Several minutes later Alister came downstairs and into the kitchen, apparently hungry; he had not eaten very much of his dinner when Kaiba had arrived and Skye had saved his meal for later. He stopped when he saw Ember and he scowled.

"Why is this carrot head in our house?" he asked.

Ember ignored him. "Why'd you guys move here?"

"We almost brought about the Apocalypse by resurrecting an ancient monster by stealing people's souls. Then our boss got defeated, taking everything down with it and we're here now to start over," Alister summarized as he got his dinner out from the fridge.

Ember was not phased at all by this explanation. "World conquerors, huh? Yeah, I just finished a gig a while ago with my friends. We were going to blow up the population of Europe, take over the continent and use its resources to battle other continents and then eventually rule the world. We didn't have the resources though."

There was an awkward silence until Valon started laughing. "'Tha's pure genius righ' there, fellas! Why didn' we ever think of tha'? Stealin' people's souls? Pegasus already did tha' earlier. Why wasn' Dartz more original?"

The older bikers stared at the Australian with wide eyes, realization sinking in shortly after he finished speaking.

"I can't believe it. You actually made sense.

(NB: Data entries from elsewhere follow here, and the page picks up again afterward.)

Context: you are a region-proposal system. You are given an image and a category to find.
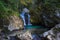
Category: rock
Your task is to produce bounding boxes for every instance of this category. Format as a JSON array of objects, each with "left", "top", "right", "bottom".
[
  {"left": 43, "top": 24, "right": 60, "bottom": 40},
  {"left": 8, "top": 15, "right": 24, "bottom": 31}
]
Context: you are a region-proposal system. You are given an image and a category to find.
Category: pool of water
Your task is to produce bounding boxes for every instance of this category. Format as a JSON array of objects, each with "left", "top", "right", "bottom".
[{"left": 25, "top": 25, "right": 47, "bottom": 29}]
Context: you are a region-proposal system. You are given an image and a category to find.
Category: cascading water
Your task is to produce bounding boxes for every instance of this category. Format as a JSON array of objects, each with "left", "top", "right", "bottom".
[{"left": 20, "top": 8, "right": 32, "bottom": 26}]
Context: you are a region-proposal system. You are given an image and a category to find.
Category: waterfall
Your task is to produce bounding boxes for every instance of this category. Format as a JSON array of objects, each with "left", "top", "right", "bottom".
[{"left": 20, "top": 8, "right": 32, "bottom": 26}]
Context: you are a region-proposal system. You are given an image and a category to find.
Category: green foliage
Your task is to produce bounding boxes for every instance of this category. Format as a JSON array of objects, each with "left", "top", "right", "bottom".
[{"left": 0, "top": 0, "right": 19, "bottom": 18}]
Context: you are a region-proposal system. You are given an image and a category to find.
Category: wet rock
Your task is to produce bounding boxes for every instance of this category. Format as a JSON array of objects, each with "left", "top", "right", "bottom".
[{"left": 8, "top": 15, "right": 24, "bottom": 31}]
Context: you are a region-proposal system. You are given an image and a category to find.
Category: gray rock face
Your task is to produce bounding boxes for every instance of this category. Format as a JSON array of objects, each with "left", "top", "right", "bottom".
[
  {"left": 43, "top": 24, "right": 60, "bottom": 40},
  {"left": 8, "top": 15, "right": 24, "bottom": 31}
]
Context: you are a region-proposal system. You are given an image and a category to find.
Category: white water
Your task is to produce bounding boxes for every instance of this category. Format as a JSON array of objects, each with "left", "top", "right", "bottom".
[{"left": 20, "top": 8, "right": 32, "bottom": 26}]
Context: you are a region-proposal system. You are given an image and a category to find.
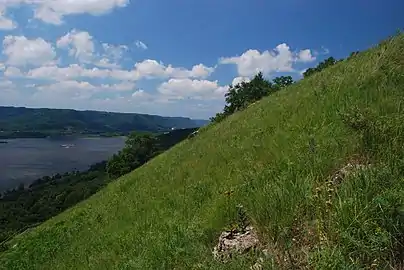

Are you really Valon?" asked Alister in feigned suspicion.

Ember chose to smack Alister over the head when he sat down and the red-haired man whirled on her. "Who the hell gave you the right to smack me?" he almost snarled.

"I gave myself the right, because I can," replied Ember cheerfully, taking another bite of her pie.

"'m 'eadin' up, fellas!" Valon declared, walking upstairs with his pie slice. If one looked closely they could see the evil look coming onto his face. "Call me if you need me!"

Ember caught on to Valon's "evil eye" and grinned. "Where can I find the bathroom?" she asked in deceptive innocence.

"Downstairs to your left," Raphael replied.

"Thank you," she replied, already disappearing upstairs.

Ember, however, followed Valon upstairs and walked into the bathroom up there in time to watch Valon putting hair dye in someone's shampoo. "You can do better than that, you know," she said conversationally, startling Valon.

Realizing she was a fellow prankster as well, Valon raised an eyebrow at her. "'ow?"

"By blowing it up," she said, reaching into the front pouch of her hoodie.

A loud explosion came from the upstairs bathroom, causing the three remaining bikers in the kitchen to jump in surprise. After exchanging alarmed glances, they dashed upstairs to find out what was going on.

Ember and Valon were sitting on the floor laughing, soot streaking their faces and the remains of several firecrackers on the floor; what was left of Alister's shampoo bottle was in a melted puddle at their feet and shampoo had been sprayed all around the little room.

"Who the hell gave Valon explosives?" Alister snapped.

"It's Fourth of July all over again," Raphael and Skye said in unison.